Targeted socioeconomic policies require an accurate understanding of a country’s demographics. However, this traditional method of collecting surveys across many years is costly and labor intensive. For example, the US currently spends more than $1 billion a year gathering census data such as race, gender, education, occupation and unemployment rates. Data- and machine learning-driven approaches are cheaper and faster—with the potential ability to detect trends in close to real time. Timnit Gebru shares a solution that leverages Google Street View images and a computer vision pipeline to predict income, carbon emission, crime rates, and other city attributes from a single source of publicly available data.

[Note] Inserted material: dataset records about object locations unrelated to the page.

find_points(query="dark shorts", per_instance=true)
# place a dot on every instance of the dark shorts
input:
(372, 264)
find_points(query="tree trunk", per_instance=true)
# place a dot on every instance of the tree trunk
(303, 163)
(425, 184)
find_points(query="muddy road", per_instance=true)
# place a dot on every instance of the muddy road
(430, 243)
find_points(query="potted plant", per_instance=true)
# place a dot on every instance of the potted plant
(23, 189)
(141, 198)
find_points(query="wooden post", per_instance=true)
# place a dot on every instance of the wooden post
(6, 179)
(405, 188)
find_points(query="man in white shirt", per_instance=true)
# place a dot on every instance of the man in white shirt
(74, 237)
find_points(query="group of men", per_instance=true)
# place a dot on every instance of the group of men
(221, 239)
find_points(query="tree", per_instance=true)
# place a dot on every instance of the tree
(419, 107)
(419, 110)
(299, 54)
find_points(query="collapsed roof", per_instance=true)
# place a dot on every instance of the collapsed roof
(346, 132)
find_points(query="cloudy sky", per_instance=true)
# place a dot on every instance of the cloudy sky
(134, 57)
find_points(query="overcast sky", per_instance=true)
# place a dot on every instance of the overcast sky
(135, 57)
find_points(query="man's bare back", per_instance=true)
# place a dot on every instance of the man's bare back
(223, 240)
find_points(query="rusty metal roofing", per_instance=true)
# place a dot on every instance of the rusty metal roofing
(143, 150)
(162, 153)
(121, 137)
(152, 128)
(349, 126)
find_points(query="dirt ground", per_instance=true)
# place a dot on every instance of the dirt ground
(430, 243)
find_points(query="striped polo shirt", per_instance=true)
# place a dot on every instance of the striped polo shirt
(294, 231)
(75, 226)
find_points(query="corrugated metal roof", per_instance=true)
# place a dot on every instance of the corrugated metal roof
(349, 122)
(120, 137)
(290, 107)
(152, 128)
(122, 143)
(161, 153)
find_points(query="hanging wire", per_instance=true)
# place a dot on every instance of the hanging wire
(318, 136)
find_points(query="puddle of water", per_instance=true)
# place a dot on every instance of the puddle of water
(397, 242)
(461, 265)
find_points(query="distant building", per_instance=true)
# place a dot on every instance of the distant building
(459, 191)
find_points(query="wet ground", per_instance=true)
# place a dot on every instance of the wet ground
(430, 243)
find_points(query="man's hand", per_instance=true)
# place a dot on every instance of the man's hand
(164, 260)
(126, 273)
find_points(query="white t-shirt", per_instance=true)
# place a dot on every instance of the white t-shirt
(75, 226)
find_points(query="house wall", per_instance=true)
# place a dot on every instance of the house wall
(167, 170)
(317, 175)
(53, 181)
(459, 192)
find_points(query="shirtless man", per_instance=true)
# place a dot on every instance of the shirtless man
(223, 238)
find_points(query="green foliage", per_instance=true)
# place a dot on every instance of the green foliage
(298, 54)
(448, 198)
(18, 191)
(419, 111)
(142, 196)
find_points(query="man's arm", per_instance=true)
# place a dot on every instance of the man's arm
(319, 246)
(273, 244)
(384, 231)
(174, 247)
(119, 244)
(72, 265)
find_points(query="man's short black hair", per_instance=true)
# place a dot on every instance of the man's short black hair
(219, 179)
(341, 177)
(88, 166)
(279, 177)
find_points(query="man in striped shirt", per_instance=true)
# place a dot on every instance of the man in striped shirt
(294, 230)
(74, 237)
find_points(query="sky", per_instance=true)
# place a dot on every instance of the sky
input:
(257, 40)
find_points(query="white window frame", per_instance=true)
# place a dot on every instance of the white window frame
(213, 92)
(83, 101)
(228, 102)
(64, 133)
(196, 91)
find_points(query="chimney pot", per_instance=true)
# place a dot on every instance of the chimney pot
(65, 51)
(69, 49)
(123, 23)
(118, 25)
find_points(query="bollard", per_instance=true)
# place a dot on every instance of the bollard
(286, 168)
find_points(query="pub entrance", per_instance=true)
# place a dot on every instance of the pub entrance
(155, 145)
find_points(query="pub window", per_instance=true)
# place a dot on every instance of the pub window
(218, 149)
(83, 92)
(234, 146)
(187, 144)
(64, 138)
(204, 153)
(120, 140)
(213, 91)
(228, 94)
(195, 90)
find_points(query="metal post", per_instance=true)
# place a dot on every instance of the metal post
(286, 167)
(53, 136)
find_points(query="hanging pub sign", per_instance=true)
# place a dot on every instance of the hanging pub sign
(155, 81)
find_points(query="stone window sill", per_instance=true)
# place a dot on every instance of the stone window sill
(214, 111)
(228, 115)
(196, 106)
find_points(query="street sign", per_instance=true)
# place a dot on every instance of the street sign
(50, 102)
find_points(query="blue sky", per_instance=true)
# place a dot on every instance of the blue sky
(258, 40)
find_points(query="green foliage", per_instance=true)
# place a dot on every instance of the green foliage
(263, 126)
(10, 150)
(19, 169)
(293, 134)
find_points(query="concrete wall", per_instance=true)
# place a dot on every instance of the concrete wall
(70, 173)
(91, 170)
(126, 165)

Timnit and her team first detected cars in 50 million images across 200 of the largest US cities and trained a model to determine demographic attributes using the detected cars. To facilitate this work, they used a graph-based algorithm to collect the largest and most challenging fine-grained dataset to date, consisting of over 2,600 classes of cars comprised of images from Google Street View and other web sources. The prediction results correlate well with ground truth income (r=0.82), race, education, voting, sources investigating crime rates, income segregation, per capita carbon emission, and other market research. The solution also reveals interesting relationships between cars and neighborhoods, enabling the first large-scale sociological analysis of cities using computer vision techniques.

Photo of Timnit Gebru

Timnit Gebru

Microsoft Research

Timnit Gebru is a postdoctoral researcher at Microsoft New York working in the fairness accountability, transparency, and ethics (FATE) group, where she is working on how to take dataset bias into account while designing machine learning algorithms and the ethical considerations underlying any data mining project. Previously, Timnit worked at Apple, where she designed circuits and signal-processing algorithms for various Apple products, including the first iPad. She also spent an obligatory year as an entrepreneur (as all Stanford undergrads seem to do). Timnit is a PhD candidate in the Stanford Artificial Intelligence Laboratory, where she is studying computer vision under Fei-Fei Li. Her research focuses on data mining large-scale, publicly available images to gain sociological insight and the computer vision problems that arise as a result and has been covered by the Economist and other publications.